Kriebelig word ik er van: die steeds weer opduikende ’vernieuwers’ die de bouw(industrie) vergelijken met de auto-industrie. Die doen alsof de bouw zo’n beetje achterlijk is. En de auto-industrie het allemaal geweldig voor elkaar heeft.
Nee, dit wordt geen blog over sjoemelsoftware of instapmodellen-met-vanaf-prijzen. Wel wil ik hier even over de bühne brengen hoe de bouw, en dan met name de woningbouw, wel degelijk is veranderd.
Natuurlijk hebben we de – voor de buitenwereld bijna onzichtbare – veranderingen in de techniek gehad. Prefab vloeren, wanden en daken zijn standaard toepassingen geworden. Isolatiesystemen, luchtdicht bouwen, infraroodmetingen en blower-door-testen: ze horen tegenwoordig bij de normale gang van zaken. Maar daarover wil ik het hier niet hebben.
Europese opties
Minstens net zo boeiend is namelijk het verhaal over de benadering van de klanten. Want ook in dat opzicht viel er veel te leren van de auto-industrie. Niet alleen qua productiesystematiek, maar vooral ook als je praat over marktbenadering.
Toen in de jaren ’70 van de vorige eeuw de Japanse auto-industrie haar modellen op de Europese markt introduceerde, bleek dat de Japanners heel goed geluisterd hadden naar wat de klanten eigenlijk wilden. Bij de duurdere modellen van Europese auto’s kon je als (dure) optie kiezen voor elektrisch bedienbare zijramen in de voorportieren. Ook waren die auto’s vaak al ‘radio-voorbereid’.Achter een afdekplaatje op het dashboard zaten dan een paar kabeltjes die je aan een zelf aan te schaffen radio moest prutsen. Je had dan een heuse autoradio!
Japanse standaard
De Japanners pakten dat slimmer aan. Die zorgden ervoor dat al hun auto’s standaard voorzien waren van elektrische raambediening. In die Japanse auto’s zat ook standaard een radio-cassettespeler. (Voor de jongeren onder ons: de cassettespeler is de voorloper van de CD-speler, de voor-voorloper van de USB-stick en de voor-voor-voorloper van Spotify via Bluetooth). En het mooiste: door de gestandaardiseerde massaproductie waren er amper meerkosten voor die gewilde extra’s.
Omarmd door de bouw
De bouw heeft geleerd van die aanpak. Het heeft even geduurd en sommige bouwers/ontwikkelaars hadden er een crisis voor nodig, maar nu is het dan toch echt zover. In projectmatige woningbouw plaatst de ontwikkelende bouwer in de basis al wandtoiletten en inbouwreservoirs. Dat kost bij standaard toepassing nauwelijks meer dan staande potten met laaghangende (plastic) reservoirtjes. En je hoeft de kopers geen optieprijzen meer door te rekenen, omdat ze toch die wandtoiletten willen. Dit soort verhalen gaat ook op voor de thermostatische douchemengkraan, het verplaatsen van stopcontacten en keukenleidingen, etc. etc.
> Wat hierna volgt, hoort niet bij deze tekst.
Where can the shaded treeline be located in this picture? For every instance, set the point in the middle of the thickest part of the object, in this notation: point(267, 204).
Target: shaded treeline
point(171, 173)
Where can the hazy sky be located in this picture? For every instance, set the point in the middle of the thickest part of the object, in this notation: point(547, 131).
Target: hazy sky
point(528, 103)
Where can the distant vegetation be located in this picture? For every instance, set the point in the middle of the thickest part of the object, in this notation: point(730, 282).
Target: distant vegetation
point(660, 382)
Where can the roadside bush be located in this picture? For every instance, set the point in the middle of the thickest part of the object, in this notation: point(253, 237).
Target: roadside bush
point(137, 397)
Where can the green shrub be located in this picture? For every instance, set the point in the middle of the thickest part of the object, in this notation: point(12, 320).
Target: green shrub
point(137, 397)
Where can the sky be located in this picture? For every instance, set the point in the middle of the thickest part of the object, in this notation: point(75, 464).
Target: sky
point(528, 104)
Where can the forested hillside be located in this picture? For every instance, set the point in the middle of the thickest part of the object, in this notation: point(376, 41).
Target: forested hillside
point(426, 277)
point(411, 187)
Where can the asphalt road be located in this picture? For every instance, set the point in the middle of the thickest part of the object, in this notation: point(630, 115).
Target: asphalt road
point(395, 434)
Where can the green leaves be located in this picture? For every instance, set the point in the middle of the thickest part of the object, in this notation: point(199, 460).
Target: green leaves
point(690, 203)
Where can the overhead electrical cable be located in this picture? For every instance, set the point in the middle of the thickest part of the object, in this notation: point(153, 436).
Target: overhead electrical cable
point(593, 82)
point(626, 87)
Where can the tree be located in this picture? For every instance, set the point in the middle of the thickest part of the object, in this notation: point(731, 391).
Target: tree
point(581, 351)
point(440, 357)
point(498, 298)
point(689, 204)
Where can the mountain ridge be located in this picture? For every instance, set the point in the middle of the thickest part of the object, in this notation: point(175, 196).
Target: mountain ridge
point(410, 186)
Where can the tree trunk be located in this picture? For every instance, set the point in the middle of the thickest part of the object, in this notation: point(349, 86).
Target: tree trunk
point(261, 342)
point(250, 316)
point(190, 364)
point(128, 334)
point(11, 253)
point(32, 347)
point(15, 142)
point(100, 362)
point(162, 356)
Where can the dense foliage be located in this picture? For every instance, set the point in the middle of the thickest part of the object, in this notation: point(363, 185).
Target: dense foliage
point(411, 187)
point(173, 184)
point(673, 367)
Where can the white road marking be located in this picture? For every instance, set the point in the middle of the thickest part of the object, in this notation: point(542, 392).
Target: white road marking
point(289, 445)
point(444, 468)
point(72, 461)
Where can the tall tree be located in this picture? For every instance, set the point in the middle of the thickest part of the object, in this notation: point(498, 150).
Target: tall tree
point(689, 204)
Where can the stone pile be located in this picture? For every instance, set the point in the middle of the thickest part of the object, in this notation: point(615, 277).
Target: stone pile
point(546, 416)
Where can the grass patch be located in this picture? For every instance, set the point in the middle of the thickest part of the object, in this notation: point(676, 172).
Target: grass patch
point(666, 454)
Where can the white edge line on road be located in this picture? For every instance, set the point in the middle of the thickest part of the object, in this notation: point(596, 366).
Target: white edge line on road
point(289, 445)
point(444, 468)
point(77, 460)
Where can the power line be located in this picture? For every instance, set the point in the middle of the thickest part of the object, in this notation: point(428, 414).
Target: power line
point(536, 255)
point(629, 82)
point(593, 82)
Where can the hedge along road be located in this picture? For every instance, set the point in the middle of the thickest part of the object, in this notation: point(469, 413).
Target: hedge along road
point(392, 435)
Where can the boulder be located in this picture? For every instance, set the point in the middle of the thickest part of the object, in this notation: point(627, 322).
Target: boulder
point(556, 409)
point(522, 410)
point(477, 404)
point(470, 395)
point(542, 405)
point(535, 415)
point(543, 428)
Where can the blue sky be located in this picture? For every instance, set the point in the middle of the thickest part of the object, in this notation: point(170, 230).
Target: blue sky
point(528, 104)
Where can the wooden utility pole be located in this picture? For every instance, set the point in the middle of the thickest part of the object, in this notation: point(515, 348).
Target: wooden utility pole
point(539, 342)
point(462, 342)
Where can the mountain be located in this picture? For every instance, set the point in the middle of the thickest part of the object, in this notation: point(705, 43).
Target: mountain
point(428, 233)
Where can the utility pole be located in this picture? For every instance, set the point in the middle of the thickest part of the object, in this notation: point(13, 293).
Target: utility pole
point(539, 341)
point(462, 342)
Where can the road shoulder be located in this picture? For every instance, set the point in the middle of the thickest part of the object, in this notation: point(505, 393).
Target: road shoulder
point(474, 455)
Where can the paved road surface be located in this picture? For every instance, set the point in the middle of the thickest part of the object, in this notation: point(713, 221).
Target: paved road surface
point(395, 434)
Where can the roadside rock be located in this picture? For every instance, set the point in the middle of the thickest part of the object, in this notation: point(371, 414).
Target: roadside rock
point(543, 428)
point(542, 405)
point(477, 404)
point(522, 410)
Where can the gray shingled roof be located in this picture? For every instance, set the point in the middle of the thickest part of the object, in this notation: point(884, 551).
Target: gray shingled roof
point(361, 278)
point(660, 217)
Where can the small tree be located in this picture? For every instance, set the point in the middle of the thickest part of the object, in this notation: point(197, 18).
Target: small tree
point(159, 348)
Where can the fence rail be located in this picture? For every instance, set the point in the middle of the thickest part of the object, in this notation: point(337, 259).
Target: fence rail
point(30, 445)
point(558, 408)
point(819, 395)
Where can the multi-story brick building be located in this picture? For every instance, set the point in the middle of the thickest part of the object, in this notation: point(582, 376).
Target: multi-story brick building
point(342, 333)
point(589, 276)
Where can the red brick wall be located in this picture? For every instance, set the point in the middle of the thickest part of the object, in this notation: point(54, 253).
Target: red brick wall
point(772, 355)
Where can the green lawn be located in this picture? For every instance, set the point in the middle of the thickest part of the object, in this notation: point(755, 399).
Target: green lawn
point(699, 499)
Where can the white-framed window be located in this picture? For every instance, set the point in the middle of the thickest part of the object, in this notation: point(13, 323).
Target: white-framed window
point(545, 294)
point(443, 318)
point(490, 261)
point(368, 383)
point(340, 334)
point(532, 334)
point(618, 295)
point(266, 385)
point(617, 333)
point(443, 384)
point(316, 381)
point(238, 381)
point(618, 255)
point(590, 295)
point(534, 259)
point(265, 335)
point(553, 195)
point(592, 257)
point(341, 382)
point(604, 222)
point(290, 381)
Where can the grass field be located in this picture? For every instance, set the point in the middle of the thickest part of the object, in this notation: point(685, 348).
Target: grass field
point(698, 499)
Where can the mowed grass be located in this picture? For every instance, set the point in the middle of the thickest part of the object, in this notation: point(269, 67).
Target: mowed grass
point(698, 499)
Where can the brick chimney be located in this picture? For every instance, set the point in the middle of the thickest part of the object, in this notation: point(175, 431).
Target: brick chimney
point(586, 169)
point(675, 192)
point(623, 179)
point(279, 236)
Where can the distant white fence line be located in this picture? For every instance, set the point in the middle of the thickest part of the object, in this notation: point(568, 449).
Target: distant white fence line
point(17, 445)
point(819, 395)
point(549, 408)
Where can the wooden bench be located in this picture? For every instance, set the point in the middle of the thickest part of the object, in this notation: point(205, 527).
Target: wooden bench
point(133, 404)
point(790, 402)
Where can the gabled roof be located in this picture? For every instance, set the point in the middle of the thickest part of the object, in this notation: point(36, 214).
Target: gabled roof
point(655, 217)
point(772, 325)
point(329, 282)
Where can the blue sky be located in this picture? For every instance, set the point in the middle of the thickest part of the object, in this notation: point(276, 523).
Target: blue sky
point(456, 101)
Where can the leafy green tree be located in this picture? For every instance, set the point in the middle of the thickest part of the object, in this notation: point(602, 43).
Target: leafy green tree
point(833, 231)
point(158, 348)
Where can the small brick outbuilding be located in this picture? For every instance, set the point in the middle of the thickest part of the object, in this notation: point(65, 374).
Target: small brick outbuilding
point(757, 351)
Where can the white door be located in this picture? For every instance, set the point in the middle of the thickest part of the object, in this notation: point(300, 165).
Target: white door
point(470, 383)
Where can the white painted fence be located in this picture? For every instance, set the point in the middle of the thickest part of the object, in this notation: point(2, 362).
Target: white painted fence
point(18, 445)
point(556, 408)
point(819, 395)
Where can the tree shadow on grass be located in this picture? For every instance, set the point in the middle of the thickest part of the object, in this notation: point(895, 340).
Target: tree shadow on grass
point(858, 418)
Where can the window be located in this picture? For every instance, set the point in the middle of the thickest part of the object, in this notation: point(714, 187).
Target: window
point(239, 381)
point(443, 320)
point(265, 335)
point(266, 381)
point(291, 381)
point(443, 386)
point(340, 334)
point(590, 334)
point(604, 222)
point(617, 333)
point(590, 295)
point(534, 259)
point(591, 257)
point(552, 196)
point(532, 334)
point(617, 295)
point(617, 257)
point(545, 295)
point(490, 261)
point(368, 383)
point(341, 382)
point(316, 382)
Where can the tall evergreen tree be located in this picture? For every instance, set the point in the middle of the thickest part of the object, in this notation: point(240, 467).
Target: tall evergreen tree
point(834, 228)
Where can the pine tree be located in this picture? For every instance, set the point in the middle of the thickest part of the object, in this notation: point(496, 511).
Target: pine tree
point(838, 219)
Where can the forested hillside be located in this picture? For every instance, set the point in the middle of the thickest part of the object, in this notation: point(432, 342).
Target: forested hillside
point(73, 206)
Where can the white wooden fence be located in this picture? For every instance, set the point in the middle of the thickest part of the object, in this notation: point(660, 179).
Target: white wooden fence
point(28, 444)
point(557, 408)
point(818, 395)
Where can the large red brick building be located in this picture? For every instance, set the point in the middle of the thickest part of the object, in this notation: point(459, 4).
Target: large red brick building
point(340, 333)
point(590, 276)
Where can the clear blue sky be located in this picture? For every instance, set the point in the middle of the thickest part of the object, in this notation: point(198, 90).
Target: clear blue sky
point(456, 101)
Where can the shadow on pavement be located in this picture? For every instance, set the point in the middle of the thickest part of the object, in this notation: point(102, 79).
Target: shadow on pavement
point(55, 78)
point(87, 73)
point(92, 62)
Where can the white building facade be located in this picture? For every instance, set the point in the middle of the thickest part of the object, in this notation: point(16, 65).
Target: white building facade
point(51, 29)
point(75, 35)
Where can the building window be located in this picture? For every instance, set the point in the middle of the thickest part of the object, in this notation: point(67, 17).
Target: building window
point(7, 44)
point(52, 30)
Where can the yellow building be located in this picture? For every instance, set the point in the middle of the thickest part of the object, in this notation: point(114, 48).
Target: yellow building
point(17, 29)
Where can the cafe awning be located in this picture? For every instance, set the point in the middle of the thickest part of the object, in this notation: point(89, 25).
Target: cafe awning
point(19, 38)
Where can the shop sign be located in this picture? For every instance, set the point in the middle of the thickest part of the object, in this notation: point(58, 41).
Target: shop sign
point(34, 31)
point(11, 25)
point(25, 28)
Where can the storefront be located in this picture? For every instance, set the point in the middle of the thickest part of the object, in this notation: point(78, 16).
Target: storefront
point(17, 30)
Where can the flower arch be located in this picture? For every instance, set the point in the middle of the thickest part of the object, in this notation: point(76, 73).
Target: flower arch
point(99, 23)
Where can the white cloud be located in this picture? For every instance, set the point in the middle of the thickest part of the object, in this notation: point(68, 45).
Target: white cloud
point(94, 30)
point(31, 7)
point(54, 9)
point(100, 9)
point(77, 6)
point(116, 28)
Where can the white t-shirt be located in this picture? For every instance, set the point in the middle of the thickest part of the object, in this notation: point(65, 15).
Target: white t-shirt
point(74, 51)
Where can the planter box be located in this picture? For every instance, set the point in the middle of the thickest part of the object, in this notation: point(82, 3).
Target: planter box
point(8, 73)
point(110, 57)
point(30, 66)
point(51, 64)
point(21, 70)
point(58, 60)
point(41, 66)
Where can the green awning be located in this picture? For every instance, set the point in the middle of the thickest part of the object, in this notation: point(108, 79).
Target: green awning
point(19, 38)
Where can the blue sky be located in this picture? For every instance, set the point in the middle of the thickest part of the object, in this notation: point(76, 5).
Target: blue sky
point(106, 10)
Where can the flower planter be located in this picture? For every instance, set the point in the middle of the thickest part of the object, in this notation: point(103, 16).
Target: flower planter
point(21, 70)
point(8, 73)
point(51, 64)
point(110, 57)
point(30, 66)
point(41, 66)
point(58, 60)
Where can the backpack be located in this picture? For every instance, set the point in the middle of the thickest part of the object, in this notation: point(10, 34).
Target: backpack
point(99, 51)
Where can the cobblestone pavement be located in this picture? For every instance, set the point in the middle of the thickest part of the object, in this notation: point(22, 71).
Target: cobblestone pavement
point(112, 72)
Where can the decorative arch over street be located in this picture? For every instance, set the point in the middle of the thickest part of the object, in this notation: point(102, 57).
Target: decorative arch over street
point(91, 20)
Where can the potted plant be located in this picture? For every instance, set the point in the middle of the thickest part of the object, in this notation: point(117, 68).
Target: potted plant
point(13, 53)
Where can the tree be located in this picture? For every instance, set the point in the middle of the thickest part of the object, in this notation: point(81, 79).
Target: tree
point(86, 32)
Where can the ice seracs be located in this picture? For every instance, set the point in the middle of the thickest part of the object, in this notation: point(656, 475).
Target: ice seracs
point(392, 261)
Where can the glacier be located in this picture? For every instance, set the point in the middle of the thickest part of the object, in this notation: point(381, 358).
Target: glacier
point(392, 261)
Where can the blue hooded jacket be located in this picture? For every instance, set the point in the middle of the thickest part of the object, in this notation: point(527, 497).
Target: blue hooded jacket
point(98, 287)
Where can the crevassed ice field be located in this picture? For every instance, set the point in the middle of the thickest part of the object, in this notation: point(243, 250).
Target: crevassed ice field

Tenzij je nou net je verdienmodel gebaseerd had op al dat meerwerk natuurlijk… Tja, zo hield de smid ook nog jaren vast aan z’n houten wielen met metalen hoepels, die regelmatig gerepareerd moesten worden. Terwijl er allang metalen wielen met luchtbanden waren….
Wonen is individueel
Naast de standaard rijkere uitrusting voor woningen denken ontwikkelende bouwers ook steeds meer na over de leefstijlen van hun doelgroepen voor de woningen. Daarvoor worden dan ook optiepakketten bedacht, die aansluiten bij die leefstijlen.
Binnen deze leefstijlen blijft wonen toch iets individueels. Iedereen is uniek. En iedereen heeft ook unieke wensen. En wat is nou mooier dan die unieke wensen zo goed mogelijk in te kunnen vullen? In de bouw gebeurt het dagelijks. Maar hoe werkt dat in de auto-industrie?
Appels en peren
Kostentechnisch zou het mooi zijn als we meer kunstjes uit de auto-industrie konden kopiëren. De kostprijs voor woningen zou flink omlaag kunnen als we ze net zo konden produceren als auto’s. Steeds dezelfde modellen. Slechts één keer een typegoedkeuring (=omgevingsvergunning) aanvragen. Daarna mag je die woning in elke straat in Nederland bouwen in elke gewenste kleur.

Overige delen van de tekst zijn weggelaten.